21. We need not deal with other cases of this Court cited, including Sheodan Singh v. Smt. Daryao Kunwar : 3SCR300 which supports the respondents' submissions, and Raj Lakshmi Dasi v. Banamali Sen : 4SCR154 which is not directly applicable inasmuch as that was a case in which the general principles of res judicata, and not Section 11, Civil Procedure Code, were applied. The preliminary objection in the case before us is fully supported, for the reasons given above, by Section 11, Civil Procedure Code read in the light of the explanations mentioned above. Consequently, the preliminary objection must prevail.

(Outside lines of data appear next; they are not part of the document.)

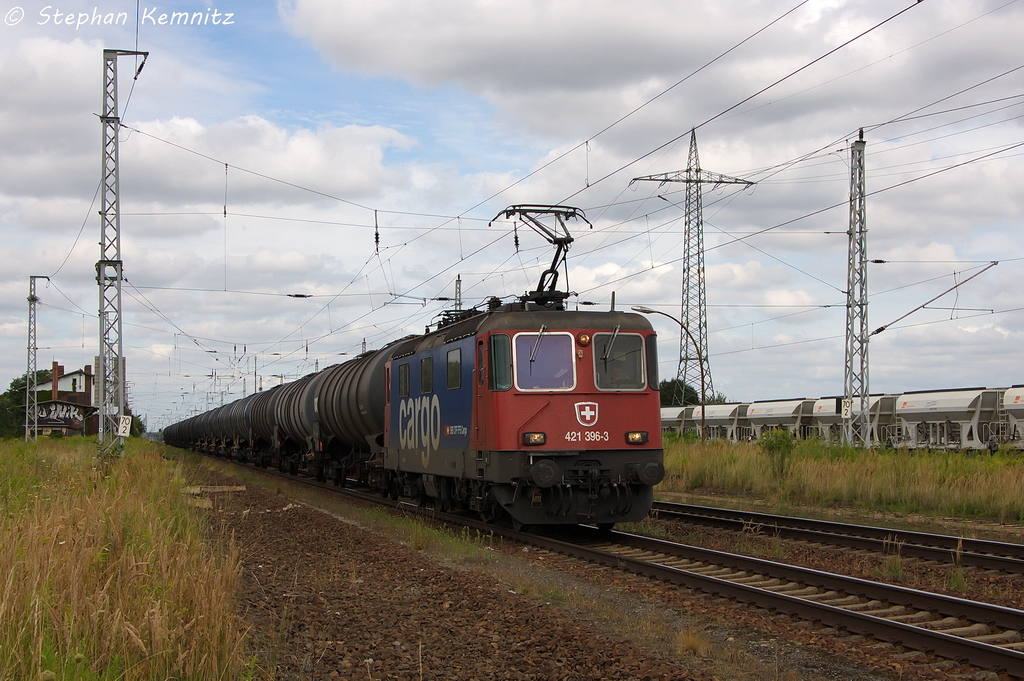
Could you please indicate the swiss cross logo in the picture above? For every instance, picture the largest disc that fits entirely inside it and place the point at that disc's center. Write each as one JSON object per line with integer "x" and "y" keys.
{"x": 587, "y": 414}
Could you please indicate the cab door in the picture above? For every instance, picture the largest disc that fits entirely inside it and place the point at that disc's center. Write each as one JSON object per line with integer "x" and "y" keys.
{"x": 480, "y": 391}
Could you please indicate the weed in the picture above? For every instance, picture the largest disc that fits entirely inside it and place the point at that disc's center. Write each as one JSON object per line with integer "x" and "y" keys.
{"x": 693, "y": 640}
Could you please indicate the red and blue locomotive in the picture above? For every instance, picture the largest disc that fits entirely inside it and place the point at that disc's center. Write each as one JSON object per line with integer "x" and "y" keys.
{"x": 523, "y": 410}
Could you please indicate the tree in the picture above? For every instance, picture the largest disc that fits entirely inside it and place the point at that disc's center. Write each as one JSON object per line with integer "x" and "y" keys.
{"x": 670, "y": 393}
{"x": 12, "y": 405}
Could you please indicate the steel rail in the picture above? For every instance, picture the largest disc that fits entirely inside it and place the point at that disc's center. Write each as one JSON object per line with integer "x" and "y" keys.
{"x": 943, "y": 548}
{"x": 707, "y": 571}
{"x": 975, "y": 652}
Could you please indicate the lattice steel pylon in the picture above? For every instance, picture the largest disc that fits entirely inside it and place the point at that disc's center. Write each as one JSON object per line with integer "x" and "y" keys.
{"x": 110, "y": 369}
{"x": 31, "y": 382}
{"x": 856, "y": 406}
{"x": 693, "y": 353}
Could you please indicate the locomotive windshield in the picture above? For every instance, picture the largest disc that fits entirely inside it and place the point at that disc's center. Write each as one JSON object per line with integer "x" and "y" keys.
{"x": 544, "y": 362}
{"x": 619, "y": 362}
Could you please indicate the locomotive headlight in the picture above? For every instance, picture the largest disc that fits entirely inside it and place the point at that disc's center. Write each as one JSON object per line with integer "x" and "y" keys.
{"x": 636, "y": 437}
{"x": 534, "y": 439}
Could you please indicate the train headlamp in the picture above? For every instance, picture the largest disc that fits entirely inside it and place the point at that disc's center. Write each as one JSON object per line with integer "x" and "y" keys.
{"x": 636, "y": 437}
{"x": 534, "y": 439}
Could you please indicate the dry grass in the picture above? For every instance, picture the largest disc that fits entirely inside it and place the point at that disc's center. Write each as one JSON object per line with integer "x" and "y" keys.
{"x": 111, "y": 575}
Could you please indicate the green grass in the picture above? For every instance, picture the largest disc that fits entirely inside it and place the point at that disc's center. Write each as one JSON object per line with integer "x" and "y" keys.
{"x": 107, "y": 572}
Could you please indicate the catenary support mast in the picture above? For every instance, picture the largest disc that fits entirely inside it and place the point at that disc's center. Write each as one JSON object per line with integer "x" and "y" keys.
{"x": 693, "y": 365}
{"x": 856, "y": 412}
{"x": 31, "y": 382}
{"x": 110, "y": 367}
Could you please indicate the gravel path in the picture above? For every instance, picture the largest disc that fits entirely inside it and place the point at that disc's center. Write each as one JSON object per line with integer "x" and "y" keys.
{"x": 327, "y": 599}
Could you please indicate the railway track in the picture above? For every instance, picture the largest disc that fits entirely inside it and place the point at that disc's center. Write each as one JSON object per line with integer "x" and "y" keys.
{"x": 968, "y": 552}
{"x": 983, "y": 635}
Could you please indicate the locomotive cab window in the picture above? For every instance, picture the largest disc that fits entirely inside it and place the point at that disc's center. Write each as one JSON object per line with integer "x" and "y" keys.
{"x": 455, "y": 369}
{"x": 403, "y": 380}
{"x": 619, "y": 362}
{"x": 544, "y": 360}
{"x": 426, "y": 376}
{"x": 501, "y": 362}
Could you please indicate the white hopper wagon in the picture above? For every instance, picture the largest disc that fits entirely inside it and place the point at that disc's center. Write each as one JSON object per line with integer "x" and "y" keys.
{"x": 826, "y": 419}
{"x": 1013, "y": 405}
{"x": 722, "y": 421}
{"x": 673, "y": 417}
{"x": 948, "y": 419}
{"x": 794, "y": 415}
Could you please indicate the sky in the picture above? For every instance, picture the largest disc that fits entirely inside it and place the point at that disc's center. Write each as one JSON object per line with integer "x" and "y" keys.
{"x": 303, "y": 178}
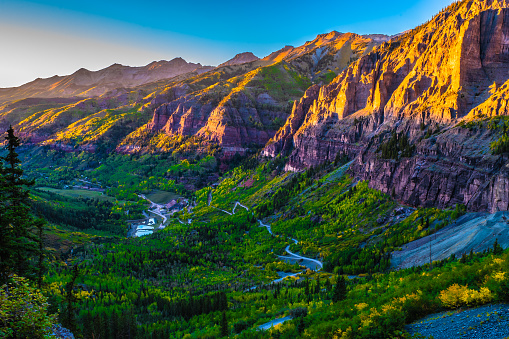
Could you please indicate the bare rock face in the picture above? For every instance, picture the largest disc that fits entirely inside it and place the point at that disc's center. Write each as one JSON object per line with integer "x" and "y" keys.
{"x": 84, "y": 83}
{"x": 454, "y": 67}
{"x": 240, "y": 58}
{"x": 283, "y": 140}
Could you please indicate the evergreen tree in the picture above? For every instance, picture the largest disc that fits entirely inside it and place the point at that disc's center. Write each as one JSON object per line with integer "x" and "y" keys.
{"x": 340, "y": 289}
{"x": 497, "y": 249}
{"x": 20, "y": 245}
{"x": 68, "y": 314}
{"x": 224, "y": 325}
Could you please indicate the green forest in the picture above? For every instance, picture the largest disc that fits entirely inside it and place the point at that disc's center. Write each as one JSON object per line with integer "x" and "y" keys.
{"x": 66, "y": 259}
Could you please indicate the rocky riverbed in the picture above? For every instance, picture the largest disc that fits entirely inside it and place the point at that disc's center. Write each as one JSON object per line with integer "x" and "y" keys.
{"x": 486, "y": 322}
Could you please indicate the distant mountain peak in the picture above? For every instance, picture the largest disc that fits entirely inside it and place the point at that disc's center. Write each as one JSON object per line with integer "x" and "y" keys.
{"x": 240, "y": 58}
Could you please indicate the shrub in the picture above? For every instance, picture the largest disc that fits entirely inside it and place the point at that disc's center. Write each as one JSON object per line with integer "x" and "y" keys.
{"x": 23, "y": 311}
{"x": 460, "y": 295}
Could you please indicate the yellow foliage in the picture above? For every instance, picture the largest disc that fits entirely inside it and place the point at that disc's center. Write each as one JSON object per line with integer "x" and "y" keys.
{"x": 460, "y": 295}
{"x": 339, "y": 334}
{"x": 361, "y": 306}
{"x": 499, "y": 276}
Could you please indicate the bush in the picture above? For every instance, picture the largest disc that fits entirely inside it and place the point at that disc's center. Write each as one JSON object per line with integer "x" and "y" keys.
{"x": 460, "y": 295}
{"x": 23, "y": 311}
{"x": 299, "y": 312}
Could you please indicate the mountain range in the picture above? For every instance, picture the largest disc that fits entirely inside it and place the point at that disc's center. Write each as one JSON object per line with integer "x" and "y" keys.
{"x": 438, "y": 85}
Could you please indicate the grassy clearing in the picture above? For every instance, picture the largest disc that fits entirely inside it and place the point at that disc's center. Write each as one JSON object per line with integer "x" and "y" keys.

22. learned Counsel for the appellant, conscious of the difficulties in his way, filed, after the hearing of the appeal was begun before us, an application for condonation of delay in applying for leave to appeal against the judgment of the High Court in the money suit. He submits that, in view of the uncertain position in law, we should try to extend equities as much as possible in his client's favour. On the other hand learned Counsel for the respondents points out that the objection based on the bar of res judicata was taken as long ago as 1968 by the respondents. It seems to us that the delay in waking up to the existence of the bar on the part of the appellant is much too long to be condoned. Moreover, we also find that the judgment of the High Court, based on the admissions of the appellant does not disclose any error of law so as to deserve grant of special leave to appeal. Indeed, in so far as we could express any opinion at all upon the merits of the judgment of the High Court, based as it is upon documents containing admissions of the defendant-appellant, it seems to us that the appellant would have a very uphill task indeed in arguing his appeal even in the partition suit We may mention here that the partition suit was instituted as long ago as 1947 and was only given a new number in 1957. If there is a case in which the principle that litigation should have an end ought to be applied, it is this on the face of facts of the case apparent to us. We, therefore, reject the Civil Miscellaneous Petition learned Counsel 8585 of 1976, the application for condonation of delay in the filing the Special Leave Petition. We dismiss the Civil Miscellaneous Petition learned Counsel 8586 of 1976 as well as the over-delayed special leave petition learned Counsel 2816 of 1976.
23. The result is that this appeal must be and is hereby dismissed, but, in the circumstances of the case, the parties will bear their own costs.